I’ve been recently experimenting with Strudel (a port of TidalCycles in Javascript) but in the browser. It’s essentially a DSL (domain specific language) in which one can create music.

Its as easy as:

note(”c e g b”).sound(”piano”)

But there are a number of generative elements that can be added which does makes it quite interesting as it sits in my genre of creative coding interests of using randomness as a key component.

Right now I have been trying to revive my “create something daily” and I’m starting that out by creating musical sketches.

NGL - but although my brain wants to create, getting out of the habit of creating and trying to get back into that habit has taken focused effort. I’m still a bit shy but getting closer.

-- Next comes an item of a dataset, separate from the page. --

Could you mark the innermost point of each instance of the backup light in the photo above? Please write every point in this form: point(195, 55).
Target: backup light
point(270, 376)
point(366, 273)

I feel like its a bit like the ascent of an aircraft on a cloudy day. You get to a point and you are doing the work but there is this period of trying to get through the fogginess before you get above the clouds and then the ease of creation becomes more of an extension of one’s being than the practice of it.

These are just more little pieces of ear candy that I’ve been finding to really provide some mental right brain downtime for sure.

For one of the days, I used Strudel to generate the MIDI which is passed into Ableton Live (really for some of the VSTs). I really like the idea of being able to build musical patterns based on a scale outside of just the midi controller.

Anyways, I hope that you all have an amazing week full of new and interesting discoveries.

Peace and stability,
Chris

P.S. What have you been doing lately? Leave a comment!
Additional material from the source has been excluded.